Queremos descubrir ese sueño que Dios sueña con nosotros. Queremos saber cuál es el rasgo de Cristo y de María que estamos llamados a encarnar en esta tierra como matrimonio.
Cuando nos casamos todo se viste de esperanza. Muchos matrimonios al comenzar piensan que nada es tan difícil como otros les han dicho. Creen que los temores que otros tienen en ellos no se van a dar.
El amor primero está en su momento de mayor alegría y entusiasmo. Todo parece fácil. Incluso los defectos del otro nos hacen gracia. Nos reímos de nuestras propias torpezas. Las debilidades de la persona amada nos enamoran más todavía.
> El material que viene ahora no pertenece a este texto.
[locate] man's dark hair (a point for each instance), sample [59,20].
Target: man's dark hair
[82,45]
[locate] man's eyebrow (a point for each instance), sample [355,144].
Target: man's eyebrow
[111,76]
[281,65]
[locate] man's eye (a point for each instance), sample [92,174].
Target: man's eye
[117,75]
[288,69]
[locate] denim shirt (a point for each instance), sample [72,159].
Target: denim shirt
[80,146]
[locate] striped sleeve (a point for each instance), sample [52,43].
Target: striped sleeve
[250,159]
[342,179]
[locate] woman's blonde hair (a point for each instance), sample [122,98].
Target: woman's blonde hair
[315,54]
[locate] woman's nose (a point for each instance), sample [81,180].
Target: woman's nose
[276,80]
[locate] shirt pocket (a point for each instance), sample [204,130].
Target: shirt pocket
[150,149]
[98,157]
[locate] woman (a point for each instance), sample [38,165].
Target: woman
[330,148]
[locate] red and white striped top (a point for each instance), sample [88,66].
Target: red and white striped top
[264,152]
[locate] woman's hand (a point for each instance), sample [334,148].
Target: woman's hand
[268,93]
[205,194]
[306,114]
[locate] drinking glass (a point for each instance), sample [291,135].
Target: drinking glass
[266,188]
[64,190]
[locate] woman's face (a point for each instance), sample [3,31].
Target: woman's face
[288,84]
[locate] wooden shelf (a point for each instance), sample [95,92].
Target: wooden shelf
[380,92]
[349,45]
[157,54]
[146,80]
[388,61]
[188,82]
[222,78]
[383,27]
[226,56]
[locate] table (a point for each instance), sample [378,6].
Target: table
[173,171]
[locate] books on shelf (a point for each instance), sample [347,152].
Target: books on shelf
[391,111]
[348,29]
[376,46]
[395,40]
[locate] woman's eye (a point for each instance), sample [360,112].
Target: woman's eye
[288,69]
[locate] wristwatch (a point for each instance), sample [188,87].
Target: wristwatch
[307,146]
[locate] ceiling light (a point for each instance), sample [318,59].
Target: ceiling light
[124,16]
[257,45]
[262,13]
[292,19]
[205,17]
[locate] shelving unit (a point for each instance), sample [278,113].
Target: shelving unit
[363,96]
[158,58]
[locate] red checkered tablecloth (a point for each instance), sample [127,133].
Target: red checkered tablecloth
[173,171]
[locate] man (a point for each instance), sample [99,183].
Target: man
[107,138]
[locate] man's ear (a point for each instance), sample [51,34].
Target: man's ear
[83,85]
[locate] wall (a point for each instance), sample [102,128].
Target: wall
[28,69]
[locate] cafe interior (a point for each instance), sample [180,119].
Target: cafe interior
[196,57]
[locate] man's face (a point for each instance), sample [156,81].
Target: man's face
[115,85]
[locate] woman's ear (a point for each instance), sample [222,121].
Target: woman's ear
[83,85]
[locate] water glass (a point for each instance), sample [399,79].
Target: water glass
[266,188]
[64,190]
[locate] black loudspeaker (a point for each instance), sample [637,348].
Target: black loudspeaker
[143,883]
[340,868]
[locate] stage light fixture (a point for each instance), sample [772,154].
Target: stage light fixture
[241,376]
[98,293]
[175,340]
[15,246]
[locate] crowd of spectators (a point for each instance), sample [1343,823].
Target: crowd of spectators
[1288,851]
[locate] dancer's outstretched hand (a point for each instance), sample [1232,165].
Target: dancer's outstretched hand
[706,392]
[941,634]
Nos miramos y nos conmovemos con la belleza del otro. Soñamos con las altas cumbres, y confiamos en vencer la mediocridad de una vida sin altura. Aspiramos a lo máximo, no tenemos miedo al esfuerzo.
Al comienzo nuestra vida juntos suele ser un paseo cómodo y placentero. Muchas veces les digo a los novios que ojalá, al celebrar sus bodas de plata o de oro, puedan decir que se aman más que ese día de su boda.
Que su amor sea más hondo y sincero con el paso de los años. Que hayan sabido sufrir juntos y las heridas los hayan hechos más capaces para el amor. Que su amor sea más de Dios, menos ingenuo, más maduro.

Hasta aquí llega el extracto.